Tell us a little about your background and why you feel a connection to cooking and the restaurant industry.
As you know and supported (thank you!) I opened and ran a cafe in cobble hill – called Ted & Honey for eight years as well as a farm to table catering company from the Navy Yard called Parker Red. This was after making a career change in my thirties after spending about 13 years in Corporate America. I opened the Ted & Honey with my brother – who is a trained and culinary educated Chef – whereas my experience in restaurants at that time was less than a year.
I have a real love and connection to the hospitality industry in ways I hadn’t anticipated and that also evolved over time. Both T&H and Parker Red supported local business in a big way (Caputo’s bread, D’amicos coffee, Fingerlakes Farms, Dines farms and more) and that was important to us. Yet, I don’t think we anticipated how much we’d love or know that we’d be such a big part of the community. When you are next to Cobble Hill Park for that long you have a real insight into the community and into peoples lives. I saw a lot of the same people daily for years. We saw and experienced a lot more from that place than just food. We saw and felt a lot of love, laughter and connection. Couples become families, families expanded, and some families broke apart. People moved and new regulars came into the mix and a few of our regulars died. Beyond just our team – our customers really felt like a part of a family.
Seeing how important food can be to community, connection, and so much more – along with my love of the hospitality industry, I wanted to explore what I think I can contribute to the conversation and culture of food – given my background, experience and exposure. And what I discovered about cooking or putting on events and serving people food (including yourself) is that if the approach to all of this is shifted in a few fundamental ways and that what we (restaurant people) do – in terms of how we approach food, the menu, prep, plating and more – can be translated to the home cook in ways that I don’t see much of. Cook Space is a way to explore and develop that in many forms.
We’d like to know about your experience within your new community. Why did you choose the neighborhood that you did to open your business and how have you become involved within Prospect Heights?
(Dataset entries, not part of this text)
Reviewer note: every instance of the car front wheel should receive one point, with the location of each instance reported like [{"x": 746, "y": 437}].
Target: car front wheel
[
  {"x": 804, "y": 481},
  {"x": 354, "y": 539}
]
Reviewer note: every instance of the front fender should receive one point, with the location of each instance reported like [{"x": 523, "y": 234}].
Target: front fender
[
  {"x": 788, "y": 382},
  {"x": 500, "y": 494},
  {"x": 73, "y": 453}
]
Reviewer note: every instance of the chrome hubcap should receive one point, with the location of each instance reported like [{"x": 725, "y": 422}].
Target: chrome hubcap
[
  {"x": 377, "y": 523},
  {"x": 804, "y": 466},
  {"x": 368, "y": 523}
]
It was the space that was the decision – which was the same with Ted & Honey. I knew I wanted to be in Brooklyn but wanted a different model than the traditional home cooking schools – one that felt like or had a bit of a home feeling in it. I saw a listing for another space in the building and the broker told me it was taken, but he had another that didn’t look as good on line as it did in person. Within 2 minutes of walking in I told him i’d take it.We’ve become involved in our local community sort of the same way we did with Ted & Honey – by supporting local business first. We love to support R&D foods, Vanderbilt Wines, and of course the local C-town on Vanderbilt. We’ve also been members of the Lancaster CSA which has a pick up in our building and hosted, with our neighboring tenants, a holiday open house to show the space to people in the neighborhood. We’re also active in supporting local food entrepreneurs and have created special rates for them in addition to supporting the local schools with their fund-raisers.
What advice would you give to young women who want to open a small business and thrive.
Go for it! But put pen to paper first. Its extremely helpful to not only see your vision and idea – but to map it out. Doesn’t have to be a formal business plan (you should see my Ted & Honey plan!) but it helps not only make it more of a reality but it becomes the beginning workings of a plan. Whether or not you have anything to execute on at that moment, you always have something to go back to to tinker with and ideate on – instead of just the actual dream.